BEYROUTH — Deux millions de personnes sont privées d'eau courante à Alep et les combats pour le contrôle de la ville syrienne ont réduit ses infrastructures en ruines, a prévenu mardi l'agence onusienne des enfants.

L'Unicef a lancé cet avertissement au moment où des militants accusaient le régime de Bachar el-Assad de continuer à bombarder les quartiers rebelles de la ville, même si l'ONU a demandé une «pause humanitaire» pour permettre la réparation des réseaux électrique et d'eau.

Les insurgés ont réussi, au cours des derniers jours, à briser le siège gouvernemental de la ville et à s'emparer d'une route importante. Tous les belligérants ont reçu des renforts et on s'attend à ce que les combats reprennent de plus belle.

La bataille d'Alep, la plus grande ville du pays et anciennement son centre commercial, se trouve au coeur même de la guerre civile syrienne. On ne sait pas si les rebelles seront en mesure de protéger leurs gains, mais la fin du siège ébranlera à tout le moins la confiance des forces gouvernementales.

Deux responsables humanitaires des Nations unies, Yacoub El Hillo et Kevin Kennedy, ont déclaré par voie de communiqué, mardi, que les combats ont endommagé les infrastructures d'eau et d'électricité. Ils ont ajouté que le nombre de résidants qui sont assiégés «de fait» surpasse maintenant les deux millions.

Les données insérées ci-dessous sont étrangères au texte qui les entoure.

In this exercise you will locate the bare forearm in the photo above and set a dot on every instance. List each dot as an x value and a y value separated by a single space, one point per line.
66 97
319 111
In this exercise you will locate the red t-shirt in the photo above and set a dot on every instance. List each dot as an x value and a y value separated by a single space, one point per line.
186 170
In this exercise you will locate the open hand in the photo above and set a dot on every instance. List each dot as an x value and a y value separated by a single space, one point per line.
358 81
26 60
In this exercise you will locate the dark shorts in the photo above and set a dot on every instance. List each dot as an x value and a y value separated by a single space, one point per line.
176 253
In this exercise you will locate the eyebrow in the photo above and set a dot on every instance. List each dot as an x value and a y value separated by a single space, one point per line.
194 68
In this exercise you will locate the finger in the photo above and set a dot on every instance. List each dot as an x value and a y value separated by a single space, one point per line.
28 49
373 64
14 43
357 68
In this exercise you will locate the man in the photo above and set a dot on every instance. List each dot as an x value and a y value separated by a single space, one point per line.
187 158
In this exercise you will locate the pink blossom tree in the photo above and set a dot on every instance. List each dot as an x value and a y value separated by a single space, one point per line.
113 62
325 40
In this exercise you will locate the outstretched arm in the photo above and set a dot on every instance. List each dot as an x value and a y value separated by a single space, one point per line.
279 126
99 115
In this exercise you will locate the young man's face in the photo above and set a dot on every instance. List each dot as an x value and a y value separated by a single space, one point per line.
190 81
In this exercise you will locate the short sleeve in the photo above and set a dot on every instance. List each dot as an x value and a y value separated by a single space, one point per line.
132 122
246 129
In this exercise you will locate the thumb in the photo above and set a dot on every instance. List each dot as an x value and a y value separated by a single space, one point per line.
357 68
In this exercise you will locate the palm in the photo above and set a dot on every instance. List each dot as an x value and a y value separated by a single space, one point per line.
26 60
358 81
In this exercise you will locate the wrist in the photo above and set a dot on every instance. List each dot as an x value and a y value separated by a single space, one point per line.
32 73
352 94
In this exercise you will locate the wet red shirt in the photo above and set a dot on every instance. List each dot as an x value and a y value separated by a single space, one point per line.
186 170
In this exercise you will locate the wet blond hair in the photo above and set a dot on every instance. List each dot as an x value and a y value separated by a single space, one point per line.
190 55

Ils demandent une trêve complète, sinon une pause de 48 heures chaque semaine, pour rejoindre les gens qui ont besoin d'aide à Alep et renflouer les stocks de médicaments et de nourriture, qui sont presque complètement épuisés.

Les combats ont interrompu l'alimentation électrique des stations de pompage de la ville et les résidants d'Alep ont eu moins de 24 heures d'eau courante depuis la fin du mois dernier.

La représentante de l'Unicef en Syrie, Hannah Singer, a prévenu que «les familles d'Alep sont confrontées à une situation catastrophique» et mis en garde contre «un risque élevé» de maladies hydriques.

L'Organisation mondiale de la Santé a fait savoir que le bris du siège a permis à 15 médecins de revenir à Alep. L'agence onusienne recense au moins dix attaques contre des installations médicales d'Alep seulement en juillet.